La geoingegneria è la scienza che studia come intervenire nella dinamica del sistema climatico del pianeta Terra per indurlo a imboccare una direzione desiderabile. E i geotecnologi converranno ad Asilomar per prendere atto che la loro scienza comporta esperimenti a larga scala dagli esiti incerti e, appunto, rischiosi. E come i loro colleghi biotecnologi si chiederanno se sono legittimati a proseguire in questa attività di ricerca oppure, in attesa di saperne di più, devono sospenderla.

Le tecniche della geoingegneria - come spiegano sull'ultimo numero della rivista Science Jason J. Blackstock, dello IIASA (International Institute for Applied Systems Analysis) di Laxenburg, in Austria, e Jane C. S. Long del Lawrence Livermore National Laboratory di Livermore, in California - sono essenzialmente due: la CDR (carbon dioxide removal), che consiste nel tentativo di rimuovere l'anidride carbonica e gli altri gas serra dall'atmosfera, e la SRM (solar radiation management), che consiste nel tentativo di gestire e modificare a piacimento il bilancio dell'energia solare che arriva sulla Terra.

Le tecniche di CDR sono svariate. Vanno dal tentativo di incapsulare anidride carbonica e confinarla in grotte del sottosuolo alla fertilizzazione degli oceani con composti a base di ferro. Sono considerate a rischio relativamente basso, ma hanno alcuni difetti: sono complicati e/o costosi e comunque richiedono tempi lunghi per incidere sugli attuali cambiamenti del clima accelerati dall'uomo.

Le tecniche di SRM consistono, invece, in tecniche come la disseminazione in atmosfera di aerosol che riflettono la luce proveniente dal Sole, contribuendo così ad abbassare rapidamente la temperatura al suolo. È quello che succede dopo le grandi eruzioni vulcaniche, che da questo punto di vista sono dei veri e propri "esperimenti naturali". La gestione della radiazione solare sperimentata dai vulcani è particolarmente appealing, proprio a causa della estrema rapidità della sua azione. Il guaio è che quelli vulcanici sono esperimenti incontrollabili. Sia perché gli effetti non sono prevedibili, neppure a parità di potenza dell'eruzione, in quanto le emissioni possono variare chimicamente da vulcano a vulcano; sia perché le nuvole di aerosol non sono confinabili. Ma scarrozzano libere per l'atmosfera e la stratosfera.

Un tipo di problemi che si ripropone con gli "esperimenti artificiali", condotti dai geoingegneri. Disseminare con gli aerosol l'atmosfera è impresa facile e poco costosa. Ma gli effetti sono imprevedibili: possono abbassare la temperatura, ma anche attaccare l'ozono stratosferico, per esempio. E, in ogni caso, incontrollabili: anche le nubi "artificiali" di aerosol scarrozzano per l'atmosfera, scarsamente confinabili e del tutto incuranti dei confini politici.
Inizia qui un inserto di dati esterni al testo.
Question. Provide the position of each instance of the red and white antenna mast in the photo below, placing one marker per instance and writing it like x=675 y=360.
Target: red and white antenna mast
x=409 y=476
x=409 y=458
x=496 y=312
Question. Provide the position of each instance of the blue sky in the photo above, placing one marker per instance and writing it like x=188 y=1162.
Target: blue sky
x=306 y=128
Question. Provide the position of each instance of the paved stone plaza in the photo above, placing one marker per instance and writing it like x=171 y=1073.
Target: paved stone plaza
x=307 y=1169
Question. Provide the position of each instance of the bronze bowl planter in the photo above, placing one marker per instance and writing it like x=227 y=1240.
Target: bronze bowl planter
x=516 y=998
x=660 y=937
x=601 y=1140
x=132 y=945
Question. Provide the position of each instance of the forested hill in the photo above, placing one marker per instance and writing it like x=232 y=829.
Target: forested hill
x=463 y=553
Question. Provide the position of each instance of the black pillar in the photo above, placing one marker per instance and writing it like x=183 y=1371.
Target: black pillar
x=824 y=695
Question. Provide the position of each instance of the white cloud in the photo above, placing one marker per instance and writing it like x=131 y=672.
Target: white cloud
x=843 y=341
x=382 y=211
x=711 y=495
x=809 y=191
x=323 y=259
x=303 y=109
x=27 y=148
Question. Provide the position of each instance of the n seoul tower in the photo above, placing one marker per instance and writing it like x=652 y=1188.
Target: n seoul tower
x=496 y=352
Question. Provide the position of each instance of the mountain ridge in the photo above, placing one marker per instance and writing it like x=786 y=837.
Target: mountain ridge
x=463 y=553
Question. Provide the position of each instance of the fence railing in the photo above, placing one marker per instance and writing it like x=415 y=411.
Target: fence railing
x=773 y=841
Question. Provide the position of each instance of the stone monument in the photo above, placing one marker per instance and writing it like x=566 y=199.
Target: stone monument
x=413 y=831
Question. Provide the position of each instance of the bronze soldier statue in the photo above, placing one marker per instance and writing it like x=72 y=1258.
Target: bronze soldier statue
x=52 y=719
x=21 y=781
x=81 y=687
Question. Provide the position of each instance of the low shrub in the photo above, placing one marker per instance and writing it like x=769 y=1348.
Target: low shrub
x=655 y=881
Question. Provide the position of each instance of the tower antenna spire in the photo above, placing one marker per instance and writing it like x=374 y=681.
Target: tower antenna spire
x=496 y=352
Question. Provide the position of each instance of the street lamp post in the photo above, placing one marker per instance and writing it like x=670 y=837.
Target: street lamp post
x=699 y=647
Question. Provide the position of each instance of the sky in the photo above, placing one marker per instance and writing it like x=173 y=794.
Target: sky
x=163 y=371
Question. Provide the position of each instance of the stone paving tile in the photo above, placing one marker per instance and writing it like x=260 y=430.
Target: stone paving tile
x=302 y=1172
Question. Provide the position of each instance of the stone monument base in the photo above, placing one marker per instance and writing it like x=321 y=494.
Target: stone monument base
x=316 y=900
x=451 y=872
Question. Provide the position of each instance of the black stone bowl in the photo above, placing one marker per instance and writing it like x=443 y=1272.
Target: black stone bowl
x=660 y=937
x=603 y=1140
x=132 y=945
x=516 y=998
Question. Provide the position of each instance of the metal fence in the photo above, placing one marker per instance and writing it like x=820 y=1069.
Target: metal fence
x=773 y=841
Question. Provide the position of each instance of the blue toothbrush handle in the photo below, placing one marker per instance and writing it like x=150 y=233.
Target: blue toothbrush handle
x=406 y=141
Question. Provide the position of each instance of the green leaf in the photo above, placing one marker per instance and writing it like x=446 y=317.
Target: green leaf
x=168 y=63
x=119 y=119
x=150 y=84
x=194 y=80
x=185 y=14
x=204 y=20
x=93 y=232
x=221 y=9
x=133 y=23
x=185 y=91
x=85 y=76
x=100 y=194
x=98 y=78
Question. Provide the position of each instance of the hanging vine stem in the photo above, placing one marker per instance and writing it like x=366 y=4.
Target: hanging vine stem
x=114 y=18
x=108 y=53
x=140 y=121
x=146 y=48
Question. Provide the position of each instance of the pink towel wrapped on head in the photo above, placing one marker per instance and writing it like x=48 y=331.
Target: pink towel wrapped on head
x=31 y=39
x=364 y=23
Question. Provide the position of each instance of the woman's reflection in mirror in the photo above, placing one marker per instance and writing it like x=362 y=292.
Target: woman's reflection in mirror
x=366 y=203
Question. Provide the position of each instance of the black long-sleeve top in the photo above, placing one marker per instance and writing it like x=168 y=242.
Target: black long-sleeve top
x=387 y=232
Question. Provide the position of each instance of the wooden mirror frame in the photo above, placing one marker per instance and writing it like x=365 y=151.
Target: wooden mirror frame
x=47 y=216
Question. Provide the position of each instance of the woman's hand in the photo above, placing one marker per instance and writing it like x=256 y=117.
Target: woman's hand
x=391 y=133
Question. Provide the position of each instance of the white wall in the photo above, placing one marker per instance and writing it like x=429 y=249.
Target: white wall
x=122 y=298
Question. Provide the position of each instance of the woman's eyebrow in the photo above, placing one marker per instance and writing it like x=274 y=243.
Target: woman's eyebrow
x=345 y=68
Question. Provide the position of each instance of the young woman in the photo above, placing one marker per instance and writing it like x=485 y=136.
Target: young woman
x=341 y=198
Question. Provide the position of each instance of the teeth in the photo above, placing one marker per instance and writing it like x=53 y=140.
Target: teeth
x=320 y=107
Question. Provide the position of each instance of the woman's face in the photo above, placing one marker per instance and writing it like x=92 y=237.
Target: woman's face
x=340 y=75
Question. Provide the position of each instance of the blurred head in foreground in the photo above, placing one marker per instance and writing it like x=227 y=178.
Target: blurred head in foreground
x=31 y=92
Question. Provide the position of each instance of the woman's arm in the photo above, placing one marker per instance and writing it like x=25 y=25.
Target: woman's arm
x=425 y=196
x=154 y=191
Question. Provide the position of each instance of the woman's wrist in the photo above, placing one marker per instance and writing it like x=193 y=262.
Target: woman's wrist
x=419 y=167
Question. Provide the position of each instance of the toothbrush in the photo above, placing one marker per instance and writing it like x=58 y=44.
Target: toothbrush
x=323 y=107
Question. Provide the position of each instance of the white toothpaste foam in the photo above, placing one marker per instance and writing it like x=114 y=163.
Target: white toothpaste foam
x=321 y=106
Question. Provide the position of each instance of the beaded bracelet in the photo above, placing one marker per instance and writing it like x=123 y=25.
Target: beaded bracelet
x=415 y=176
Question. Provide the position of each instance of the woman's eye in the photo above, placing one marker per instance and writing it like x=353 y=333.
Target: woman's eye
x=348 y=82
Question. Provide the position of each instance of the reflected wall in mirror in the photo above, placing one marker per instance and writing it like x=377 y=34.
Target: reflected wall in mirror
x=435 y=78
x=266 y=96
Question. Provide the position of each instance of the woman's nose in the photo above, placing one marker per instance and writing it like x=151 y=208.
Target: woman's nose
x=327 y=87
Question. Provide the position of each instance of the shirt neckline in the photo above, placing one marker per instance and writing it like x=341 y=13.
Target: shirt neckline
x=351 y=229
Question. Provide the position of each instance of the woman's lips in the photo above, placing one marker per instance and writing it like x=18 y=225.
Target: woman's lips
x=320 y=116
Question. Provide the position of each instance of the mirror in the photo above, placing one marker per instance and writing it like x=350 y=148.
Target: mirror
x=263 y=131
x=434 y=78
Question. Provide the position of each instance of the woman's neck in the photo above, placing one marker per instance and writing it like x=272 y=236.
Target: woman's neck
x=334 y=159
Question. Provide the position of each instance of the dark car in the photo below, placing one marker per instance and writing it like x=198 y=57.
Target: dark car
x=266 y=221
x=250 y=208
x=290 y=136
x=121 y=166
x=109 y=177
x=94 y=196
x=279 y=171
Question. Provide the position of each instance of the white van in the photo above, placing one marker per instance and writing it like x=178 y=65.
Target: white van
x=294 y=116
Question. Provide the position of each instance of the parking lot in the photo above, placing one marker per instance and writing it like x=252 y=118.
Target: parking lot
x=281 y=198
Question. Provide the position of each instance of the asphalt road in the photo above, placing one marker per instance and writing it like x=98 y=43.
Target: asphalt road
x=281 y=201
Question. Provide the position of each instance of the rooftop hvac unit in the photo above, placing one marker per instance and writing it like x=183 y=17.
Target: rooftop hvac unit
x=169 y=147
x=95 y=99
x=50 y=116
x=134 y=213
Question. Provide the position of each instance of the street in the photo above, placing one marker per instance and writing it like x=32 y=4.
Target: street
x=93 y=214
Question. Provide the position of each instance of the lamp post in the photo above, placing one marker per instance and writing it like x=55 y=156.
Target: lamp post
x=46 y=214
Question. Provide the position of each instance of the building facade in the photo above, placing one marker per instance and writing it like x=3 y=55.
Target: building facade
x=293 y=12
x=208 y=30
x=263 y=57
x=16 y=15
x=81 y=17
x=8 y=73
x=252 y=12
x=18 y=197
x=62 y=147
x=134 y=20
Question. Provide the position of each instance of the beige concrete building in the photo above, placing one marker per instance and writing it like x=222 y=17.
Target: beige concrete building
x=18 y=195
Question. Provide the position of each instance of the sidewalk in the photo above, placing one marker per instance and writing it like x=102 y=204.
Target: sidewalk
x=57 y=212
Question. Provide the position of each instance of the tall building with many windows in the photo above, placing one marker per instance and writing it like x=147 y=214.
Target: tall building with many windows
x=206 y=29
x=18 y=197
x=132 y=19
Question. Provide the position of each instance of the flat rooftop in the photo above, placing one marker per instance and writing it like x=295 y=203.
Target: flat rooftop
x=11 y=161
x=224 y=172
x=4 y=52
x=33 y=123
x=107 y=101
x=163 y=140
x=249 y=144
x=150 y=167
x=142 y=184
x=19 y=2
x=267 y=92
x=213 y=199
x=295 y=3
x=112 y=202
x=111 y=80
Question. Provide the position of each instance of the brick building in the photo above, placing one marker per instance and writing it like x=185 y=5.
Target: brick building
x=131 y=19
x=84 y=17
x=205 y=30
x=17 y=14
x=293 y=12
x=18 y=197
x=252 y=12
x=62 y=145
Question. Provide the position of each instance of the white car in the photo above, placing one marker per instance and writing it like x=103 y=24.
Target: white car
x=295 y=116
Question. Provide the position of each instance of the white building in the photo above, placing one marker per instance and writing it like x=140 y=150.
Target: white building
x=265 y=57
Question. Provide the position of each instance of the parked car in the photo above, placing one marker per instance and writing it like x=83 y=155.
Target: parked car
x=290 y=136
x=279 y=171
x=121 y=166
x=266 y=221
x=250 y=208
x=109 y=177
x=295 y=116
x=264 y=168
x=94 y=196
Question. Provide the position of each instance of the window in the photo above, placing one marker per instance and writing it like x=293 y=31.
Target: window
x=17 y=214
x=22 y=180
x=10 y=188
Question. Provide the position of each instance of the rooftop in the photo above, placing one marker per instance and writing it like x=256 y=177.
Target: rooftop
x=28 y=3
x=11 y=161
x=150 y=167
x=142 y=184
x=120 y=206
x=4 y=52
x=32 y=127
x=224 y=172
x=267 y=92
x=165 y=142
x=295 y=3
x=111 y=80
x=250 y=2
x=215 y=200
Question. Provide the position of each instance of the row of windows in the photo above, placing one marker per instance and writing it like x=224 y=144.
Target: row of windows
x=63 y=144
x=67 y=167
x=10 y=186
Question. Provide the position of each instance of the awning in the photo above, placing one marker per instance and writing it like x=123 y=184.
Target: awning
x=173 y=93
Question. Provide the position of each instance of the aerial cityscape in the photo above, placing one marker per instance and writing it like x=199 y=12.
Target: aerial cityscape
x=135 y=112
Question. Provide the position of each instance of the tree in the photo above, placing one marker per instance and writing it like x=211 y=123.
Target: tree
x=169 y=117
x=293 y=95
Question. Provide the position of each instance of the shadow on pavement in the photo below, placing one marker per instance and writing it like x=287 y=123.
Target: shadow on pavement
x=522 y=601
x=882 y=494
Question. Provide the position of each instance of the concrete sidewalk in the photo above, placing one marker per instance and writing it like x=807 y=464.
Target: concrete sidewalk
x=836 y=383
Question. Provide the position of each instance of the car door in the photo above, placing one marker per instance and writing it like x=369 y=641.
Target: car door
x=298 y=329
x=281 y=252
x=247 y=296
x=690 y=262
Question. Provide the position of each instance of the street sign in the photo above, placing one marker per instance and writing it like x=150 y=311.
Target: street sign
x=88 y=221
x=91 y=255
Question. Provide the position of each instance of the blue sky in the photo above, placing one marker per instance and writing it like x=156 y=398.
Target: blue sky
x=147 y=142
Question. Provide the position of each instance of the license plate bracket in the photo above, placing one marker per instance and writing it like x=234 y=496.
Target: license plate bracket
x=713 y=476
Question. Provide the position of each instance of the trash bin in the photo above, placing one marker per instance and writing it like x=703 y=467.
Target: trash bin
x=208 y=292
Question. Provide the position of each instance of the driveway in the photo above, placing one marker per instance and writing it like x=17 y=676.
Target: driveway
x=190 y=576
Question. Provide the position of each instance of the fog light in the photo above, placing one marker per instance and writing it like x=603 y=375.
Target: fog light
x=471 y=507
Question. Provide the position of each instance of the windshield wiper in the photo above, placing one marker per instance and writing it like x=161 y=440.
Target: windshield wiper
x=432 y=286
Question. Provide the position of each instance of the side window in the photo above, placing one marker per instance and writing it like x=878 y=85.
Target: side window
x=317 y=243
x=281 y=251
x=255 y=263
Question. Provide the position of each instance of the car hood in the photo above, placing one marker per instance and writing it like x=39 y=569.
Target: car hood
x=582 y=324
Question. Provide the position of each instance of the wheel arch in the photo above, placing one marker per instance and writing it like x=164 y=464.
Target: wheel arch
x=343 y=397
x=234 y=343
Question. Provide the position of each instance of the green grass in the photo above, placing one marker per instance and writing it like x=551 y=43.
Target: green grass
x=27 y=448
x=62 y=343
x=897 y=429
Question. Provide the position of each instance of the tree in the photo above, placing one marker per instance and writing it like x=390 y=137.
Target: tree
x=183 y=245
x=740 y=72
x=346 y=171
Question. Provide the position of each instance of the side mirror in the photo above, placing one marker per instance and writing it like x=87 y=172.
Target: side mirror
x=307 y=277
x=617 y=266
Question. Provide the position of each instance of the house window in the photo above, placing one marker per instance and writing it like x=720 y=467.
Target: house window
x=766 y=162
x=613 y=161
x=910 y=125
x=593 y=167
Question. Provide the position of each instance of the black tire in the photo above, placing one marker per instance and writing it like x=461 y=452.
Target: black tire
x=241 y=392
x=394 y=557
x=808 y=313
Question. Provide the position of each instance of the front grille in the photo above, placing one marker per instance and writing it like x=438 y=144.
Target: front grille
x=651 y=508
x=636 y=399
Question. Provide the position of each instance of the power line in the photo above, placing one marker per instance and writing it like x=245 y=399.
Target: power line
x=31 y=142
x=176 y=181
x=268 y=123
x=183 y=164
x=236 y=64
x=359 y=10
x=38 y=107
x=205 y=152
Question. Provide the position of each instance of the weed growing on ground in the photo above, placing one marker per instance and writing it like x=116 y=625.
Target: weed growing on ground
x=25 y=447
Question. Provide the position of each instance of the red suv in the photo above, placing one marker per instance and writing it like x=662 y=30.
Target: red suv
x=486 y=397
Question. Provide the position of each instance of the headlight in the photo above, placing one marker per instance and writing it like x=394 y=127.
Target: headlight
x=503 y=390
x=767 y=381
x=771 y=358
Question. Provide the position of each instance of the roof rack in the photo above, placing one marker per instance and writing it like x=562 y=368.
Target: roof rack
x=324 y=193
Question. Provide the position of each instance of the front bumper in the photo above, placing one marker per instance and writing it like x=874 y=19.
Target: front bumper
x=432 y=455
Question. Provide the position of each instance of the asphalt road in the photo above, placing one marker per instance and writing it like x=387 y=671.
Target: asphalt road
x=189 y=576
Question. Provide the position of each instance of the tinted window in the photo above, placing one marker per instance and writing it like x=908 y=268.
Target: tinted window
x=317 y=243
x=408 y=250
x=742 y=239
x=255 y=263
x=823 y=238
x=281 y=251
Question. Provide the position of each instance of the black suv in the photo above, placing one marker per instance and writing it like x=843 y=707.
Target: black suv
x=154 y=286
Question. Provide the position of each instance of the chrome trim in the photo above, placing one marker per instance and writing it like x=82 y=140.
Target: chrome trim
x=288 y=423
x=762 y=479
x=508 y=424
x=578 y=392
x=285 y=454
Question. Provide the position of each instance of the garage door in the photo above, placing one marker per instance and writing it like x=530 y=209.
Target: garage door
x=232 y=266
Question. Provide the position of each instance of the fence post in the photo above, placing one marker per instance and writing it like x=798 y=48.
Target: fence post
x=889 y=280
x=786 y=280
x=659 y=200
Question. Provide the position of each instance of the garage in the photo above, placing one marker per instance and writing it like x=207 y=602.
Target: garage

E allora nascono molti problemi sia di legittimità (chi e come può autorizzare questi esperimenti?), sia di opportunità (è lecito una sperimentazione che comporta rischi così estesi?). È per discutere di questo che i geoingegneri si ritroveranno tra meno di due mesi ad Asilomar. Ma anche per discutere di politica. O meglio del rapporto tra innovazione tecnica e politica. Il recente convegno di Copenaghen ha dimostrato quanta difficoltà abbiano gli stati ad affrontare in termini politici il problema dei cambiamenti climatici. E allora molti potrebbero essere tentati dalla scorciatoia tecnologica. Ora è vero che la buona politica non deve rinunciare all'opzione tecnologica. Ma è anche vero che mai la tecnologica ha risolto problemi squisitamente politici. Anzi, quando è stata usata male, la scorciatoia tecnologica ha prodotto guasti enormi.